#1
The first time i met you,
I thought you were the one,
The one who i could,
Be with forever

As time passed on,
Things just got worst,
Your lust for me,
Proved to be a joke.

*chorus*
Now I sit here waiting,
With this knife in my hand,
Wondering if,
Ill take my life tonight,

And ill sit here wondering,
Are you thinking of me,
Then ill remember,
All the lies that youve told me

*filler*
And it hurts,
And i dont know why,
And it hurts,
Will it ever end


im still working on more lyrics.....
#2
If you want to be cliche I have to say this. Good job. But if you dont want to be cliche it isn't good.
Quote by Qazxs
I got kicked out of a Mac store when me and my friends simultaneously put on meatspin on all of the computers in the store. Some eleven or twelve year old looking girls there freaked out.
#3
Wow. That song is... well, really ass. My advice? Write better lyrics.
Member #12 of the "Claudio Sanchez is god" Club. PM stepco12345 to join!
#4
can I give you an example of breaking up a cliche stanza into a perfectly respectable artsy-stanza-that-might-not-make-alot-of-sense-because-its-1am-in-the-morning-but-still-is-probably-better-than-what-you-have?
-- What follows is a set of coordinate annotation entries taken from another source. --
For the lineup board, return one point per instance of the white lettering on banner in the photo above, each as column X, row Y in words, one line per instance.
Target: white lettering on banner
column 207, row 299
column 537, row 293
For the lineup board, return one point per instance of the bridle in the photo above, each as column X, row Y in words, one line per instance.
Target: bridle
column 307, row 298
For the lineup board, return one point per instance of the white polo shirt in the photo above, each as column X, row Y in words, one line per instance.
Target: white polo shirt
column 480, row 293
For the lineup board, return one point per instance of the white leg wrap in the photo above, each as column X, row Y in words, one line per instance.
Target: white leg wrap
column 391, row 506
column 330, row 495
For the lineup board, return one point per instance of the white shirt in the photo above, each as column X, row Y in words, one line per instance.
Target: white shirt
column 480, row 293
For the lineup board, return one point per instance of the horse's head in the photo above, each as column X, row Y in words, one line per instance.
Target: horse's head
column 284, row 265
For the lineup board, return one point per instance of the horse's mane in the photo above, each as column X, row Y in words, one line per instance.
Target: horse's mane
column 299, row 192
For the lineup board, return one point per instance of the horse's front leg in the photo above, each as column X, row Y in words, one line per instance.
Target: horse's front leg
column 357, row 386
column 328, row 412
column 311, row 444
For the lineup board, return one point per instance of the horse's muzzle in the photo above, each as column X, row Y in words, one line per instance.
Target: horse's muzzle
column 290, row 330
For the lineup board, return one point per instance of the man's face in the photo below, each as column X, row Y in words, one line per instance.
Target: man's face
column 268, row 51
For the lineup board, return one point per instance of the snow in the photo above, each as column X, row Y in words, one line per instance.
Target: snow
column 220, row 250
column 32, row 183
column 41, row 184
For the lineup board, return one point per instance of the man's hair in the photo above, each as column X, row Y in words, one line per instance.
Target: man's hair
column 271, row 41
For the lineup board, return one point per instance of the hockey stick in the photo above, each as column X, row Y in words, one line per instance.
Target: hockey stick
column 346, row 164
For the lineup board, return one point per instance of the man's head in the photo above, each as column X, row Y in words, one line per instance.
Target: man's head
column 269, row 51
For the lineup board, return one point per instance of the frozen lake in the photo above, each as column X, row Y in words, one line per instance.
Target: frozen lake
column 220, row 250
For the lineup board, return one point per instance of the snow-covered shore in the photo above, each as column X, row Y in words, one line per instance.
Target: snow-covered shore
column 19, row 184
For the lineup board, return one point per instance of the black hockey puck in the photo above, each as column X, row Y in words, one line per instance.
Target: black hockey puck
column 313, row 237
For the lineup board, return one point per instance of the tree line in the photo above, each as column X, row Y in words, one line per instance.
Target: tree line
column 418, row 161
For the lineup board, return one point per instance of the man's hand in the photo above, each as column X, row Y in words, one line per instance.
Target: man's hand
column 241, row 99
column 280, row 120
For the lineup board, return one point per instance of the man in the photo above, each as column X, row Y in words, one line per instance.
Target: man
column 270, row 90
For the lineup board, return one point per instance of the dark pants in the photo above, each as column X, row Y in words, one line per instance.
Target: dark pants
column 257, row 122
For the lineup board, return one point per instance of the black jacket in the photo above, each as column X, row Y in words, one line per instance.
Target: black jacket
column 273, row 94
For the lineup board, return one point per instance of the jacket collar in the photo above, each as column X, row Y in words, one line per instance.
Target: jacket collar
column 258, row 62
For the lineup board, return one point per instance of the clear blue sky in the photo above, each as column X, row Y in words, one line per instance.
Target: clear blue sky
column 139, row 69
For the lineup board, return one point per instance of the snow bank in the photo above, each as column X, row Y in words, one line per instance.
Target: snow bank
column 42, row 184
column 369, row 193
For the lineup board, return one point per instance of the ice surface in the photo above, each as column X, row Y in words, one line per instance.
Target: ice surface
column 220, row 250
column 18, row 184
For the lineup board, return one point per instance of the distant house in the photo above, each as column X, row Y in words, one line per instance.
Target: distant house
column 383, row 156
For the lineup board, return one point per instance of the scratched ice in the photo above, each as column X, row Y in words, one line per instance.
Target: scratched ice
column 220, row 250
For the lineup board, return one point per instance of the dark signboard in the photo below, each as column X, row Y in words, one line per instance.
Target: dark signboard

(and no there was no point to hyphanating that)

The first time i met you,
I thought you were the one,
The one who i could,
Be with forever

*TRANSFORMATION A-LA SYNTH*

Locked into the grandfather clock,
Ticking, ticking, ticking away
While I was fitting, fitting, fitting today
Back in the puzzle box that it came in

Locked into the blackberry tart
An empty molded piece of foreverness
I wish i could discect you apart
Cause I wanna know what poisen you slipped me
You slipped right into my Heart

....
so, uh, this didnt help you at all and it was kinda crap... so uh, go read the lyrics tips thread!